Don't know about you but this seems a bit iffy. The Guardian reports:

Much of Nasa's nearly six-tonne Upper Atmosphere Research Satellite (UARS) will disintegrate as it hurtles through the atmosphere, but the space agency anticipates that 26 potentially hazardous parts, weighing a total of 532kg, could remain intact and impact on the surface. The debris will spread over an estimated 500 miles.

Among the parts expected to survive the fiery re-entry are four titanium fuel tanks, four steel flywheel rims and an aluminium structure that alone weighs 158kg. Depending on their size and shape, the components will strike at speeds of between 55mph (90kph) and 240mph (385kph).


Noting that safety was its top priority, Nasa declared the odds of someone being struck by a falling part of the spacecraft at one in 3,200.
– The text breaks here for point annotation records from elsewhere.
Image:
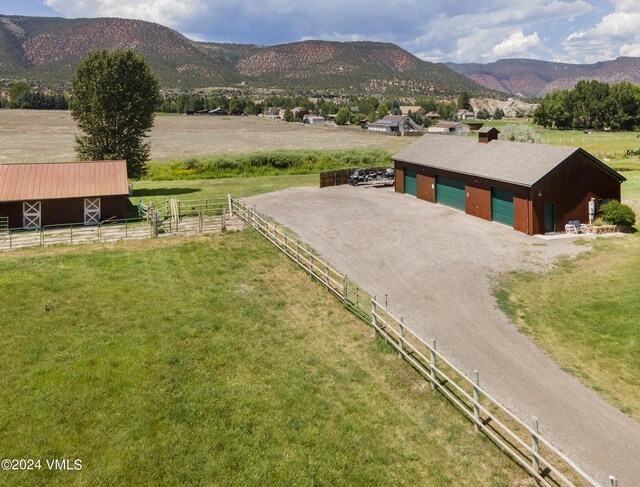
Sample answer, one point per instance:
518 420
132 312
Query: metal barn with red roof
33 195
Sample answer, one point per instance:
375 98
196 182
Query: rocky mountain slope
49 49
533 78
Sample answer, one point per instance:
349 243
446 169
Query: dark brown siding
570 186
399 179
478 198
425 187
55 212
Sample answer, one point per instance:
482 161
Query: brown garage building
534 188
39 194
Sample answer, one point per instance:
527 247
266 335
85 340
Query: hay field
45 136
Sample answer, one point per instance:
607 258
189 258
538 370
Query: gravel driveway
436 264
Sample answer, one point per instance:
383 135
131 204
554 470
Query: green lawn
212 361
585 315
217 188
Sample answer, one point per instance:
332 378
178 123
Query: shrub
615 213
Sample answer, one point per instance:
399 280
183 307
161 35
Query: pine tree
114 97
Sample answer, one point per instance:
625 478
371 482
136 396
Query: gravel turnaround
436 265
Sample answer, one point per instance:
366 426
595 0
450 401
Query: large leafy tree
114 97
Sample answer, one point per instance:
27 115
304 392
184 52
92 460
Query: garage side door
410 182
450 192
502 206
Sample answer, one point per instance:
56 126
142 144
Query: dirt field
436 265
43 136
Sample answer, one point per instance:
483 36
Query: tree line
591 105
21 95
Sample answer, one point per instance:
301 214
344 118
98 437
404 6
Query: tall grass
270 163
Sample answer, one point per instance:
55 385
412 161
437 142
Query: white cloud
616 34
631 50
516 44
436 30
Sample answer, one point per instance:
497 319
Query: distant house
394 124
415 109
272 113
313 120
218 111
433 116
35 195
465 115
451 128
Odds of one in 3200 seem a bit on the short side for comfort. Admittedly the chances of any particular individual being dumped on are verging on the infinitesimal but nobody is ruling out the possibility. An uncomfortable thought ...


More on the matter (here):

Oh my God! What if one lands on me? The odds are approximately 1 in 3,200, according to Nasa.

Remind me again, for comparison purposes, what my odds are of winning the lottery. For all six numbers, one in 13,983,816.

Hmmm. That's sobering for a couple of reasons. What about being eaten by a shark? One in 11 million.

So I should be 3,400 times more afraid of this satellite than I was after I saw Jaws. I'm struggling to see how you worked that out.